DEFENDING THE POOR: Sen. Joyce Elliott.

The Senate yesterday passed Rep. Mary Bentley’s HB 1775 to add additional work training requirements on recipients of food stamps, but not before a heated exchange between Sen. Scott Flippo, carrying the bill, and Sen. Joyce Elliott, unable to get answers from Flippo to her questions.

The bill is one of many in which a legislature that handed out enormous tax breaks to the wealthy and corporations this session either burdened the poor or added to their misery. Supplemental nutrition benefits — the small subsidy provided by the federal government under the program known familiarly as food stamps — already requires those 18 to 49 without children in the home to work. The bill raises the age to 60 for those required to seek job training. Sponsors figure it will make some 50,000 people join a work training program to continue to get help on grocery purchases.


Flippo wasn’t much impressed by opponents’ mention of the lack of job opportunities in some areas or the lack of workforce training centers in about half of Arkansas counties. This prompted a line of questioning by Elliott that, boiled down, seemed to be — have you no heart, senator?

Flippo said he didn’t see why people without work couldn’t move someplace jobs were available. And he said taxpayers shouldn’t subsidize those who wouldn’t.


Let’s roll the tape. It begins at 5:31:20 on the video of yesterday’s Senate session.

Elliott’s closing speech in opposition, which begins at 5:44, is powerful. Elliott had noted, that Flippo’s remarks synthesized an “undercurrent” of the session, the assumption that the poor are “slackards” who want “something for nothing.”


“I just resent the notion,” she said. But, “We talk that way every time we talk about poor people.”

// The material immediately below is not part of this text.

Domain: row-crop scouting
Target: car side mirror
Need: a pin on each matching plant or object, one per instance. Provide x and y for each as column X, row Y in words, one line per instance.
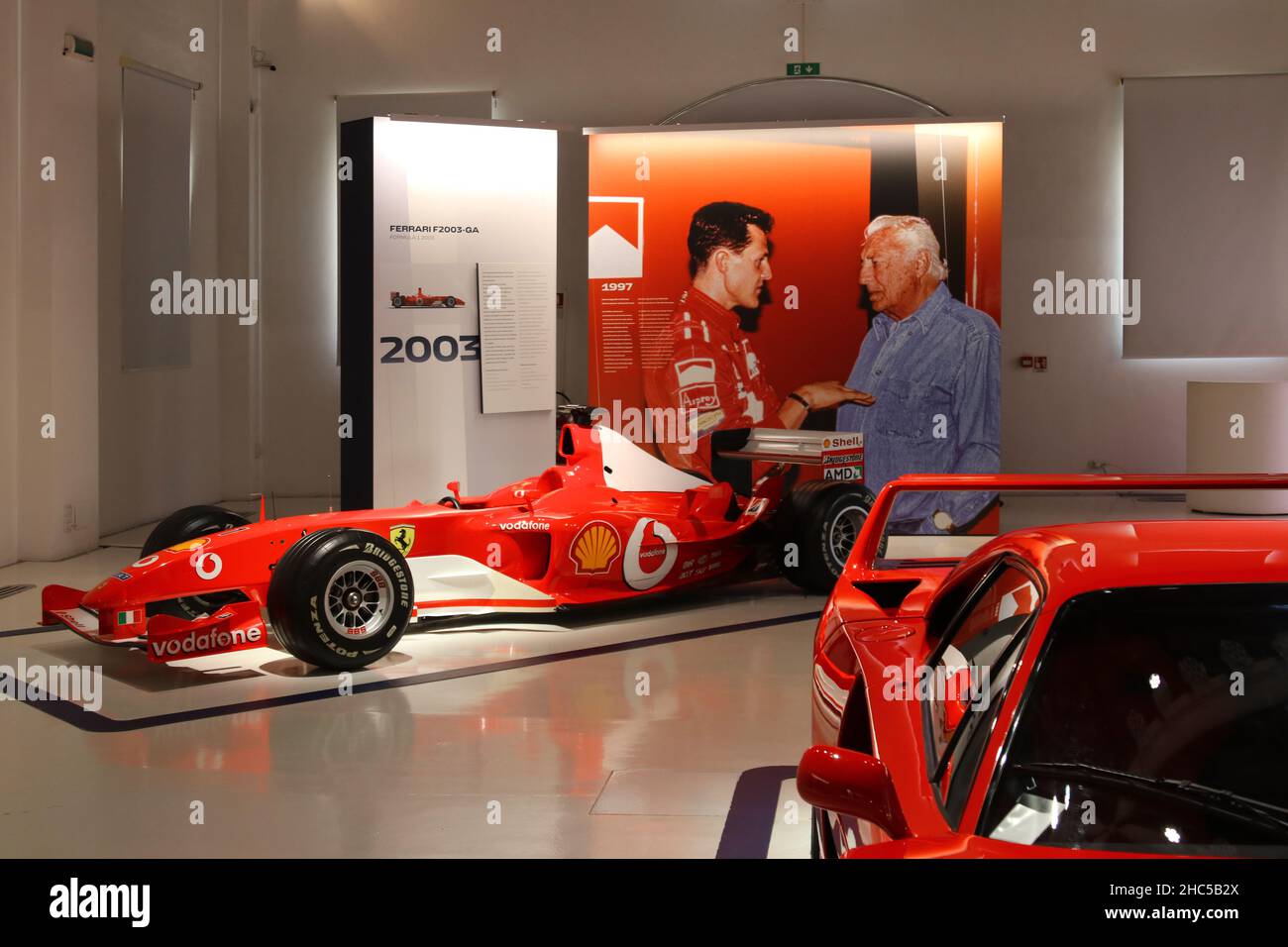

She went on: “Maybe because you’ve gotten lucky or maybe because you’ve done well or maybe because you have a great job to go to to every day, somehow you deserve more respect than somebody who’s not that fortunate.”

She said she resented the lectures that people ought to be working. She didn’t know anyone, she said, who didn’t believe in work. “That’s like telling me rain is wet.”

Said Elliott: “Don’t talk to me about poor people as if they are less than what we are. That they are lazy. That this is what they wanted to be.”